Historic sites in the National Park Service's care range from Alcatraz to Independence Hall, with everything from Mesa Verde to Abraham Lincoln's home and the shimmering Gateway Arch in between. Even the parks that are best known for their natural beauty boast plenty of historic structures—like the delightfully rustic El Tovar Hotel on the south rim of the Grand Canyon, the simple farmsteads at Cades Cove in the Great Smoky Mountains, the huge mining structures at Wrangell-St. Elias, the slightly wacko Scotty's Castle in Death Valley, or any of the thousands of cabins and lookout towers and bathhouses erected by the Civilian Conservation Corps in the New Deal era.

All told, the nearly 400 units in the national park system incorporate a mind-boggling 27,000 significant structures. These places link us with everyone from original inhabitants and pioneer settlers to 20th-century park planners and vacationers.

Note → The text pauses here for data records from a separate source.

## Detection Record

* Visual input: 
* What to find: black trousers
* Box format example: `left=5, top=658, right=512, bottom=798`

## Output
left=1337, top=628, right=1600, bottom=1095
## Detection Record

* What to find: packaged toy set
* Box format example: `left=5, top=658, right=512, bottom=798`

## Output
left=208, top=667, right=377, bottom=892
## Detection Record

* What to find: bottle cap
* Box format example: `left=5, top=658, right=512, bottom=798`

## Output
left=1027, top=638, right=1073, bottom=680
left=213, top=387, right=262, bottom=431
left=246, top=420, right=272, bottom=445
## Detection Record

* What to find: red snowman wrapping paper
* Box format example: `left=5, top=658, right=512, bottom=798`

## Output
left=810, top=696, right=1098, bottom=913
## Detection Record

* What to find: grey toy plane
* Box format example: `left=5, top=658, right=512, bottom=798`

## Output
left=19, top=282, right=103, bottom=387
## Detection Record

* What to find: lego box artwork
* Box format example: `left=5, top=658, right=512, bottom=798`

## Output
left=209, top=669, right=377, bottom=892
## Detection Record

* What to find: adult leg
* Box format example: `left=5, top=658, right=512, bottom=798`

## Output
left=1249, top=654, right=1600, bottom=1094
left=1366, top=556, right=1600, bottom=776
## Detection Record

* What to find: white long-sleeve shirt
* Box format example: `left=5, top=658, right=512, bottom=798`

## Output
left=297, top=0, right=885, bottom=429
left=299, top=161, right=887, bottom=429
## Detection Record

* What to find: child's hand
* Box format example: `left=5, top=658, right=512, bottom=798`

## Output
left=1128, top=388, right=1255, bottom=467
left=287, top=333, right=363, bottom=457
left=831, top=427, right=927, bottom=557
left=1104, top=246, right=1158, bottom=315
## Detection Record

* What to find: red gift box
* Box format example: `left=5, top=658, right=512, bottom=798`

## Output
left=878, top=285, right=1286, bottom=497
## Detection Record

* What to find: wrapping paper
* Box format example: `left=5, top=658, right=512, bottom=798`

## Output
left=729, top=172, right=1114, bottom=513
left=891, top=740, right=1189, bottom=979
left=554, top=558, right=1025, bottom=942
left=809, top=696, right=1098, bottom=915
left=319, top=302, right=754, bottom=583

Modest or monumental, they represent important chapters in our nation's story, which is a lofty way of saying that they're worth hanging on to. And that's why we've included several park structures on our "11 Most Endangered" list over the years, and why Save America's Treasures has raised millions of dollars to help preserve them, and why everyone who loves the parks ought to take a minute to celebrate the buildings that dot—and often enrich—the landscape.

I found a photo taken in Grand Teton National Park. In the background loom the Tetons themselves—a stunning wall of jagged peaks splotched with snow, rising straight up from the valley floor to the stratosphere, looking more like fantasy than geology. In the foreground is a barn, weathered and well used, looking pretty much like a million other barns, except that here, its steeply pitched roof precisely mimics the shape of the mountain behind it. Seen together, mountain and barn say something important and meaningful about the American West, about the glories it offers and challenges it poses, about the way people have responded to both. Happily, the whole scene—mountains and barn and everything else in sight—belongs to all of us. That's good news, because that mountain and that barn were made for each other.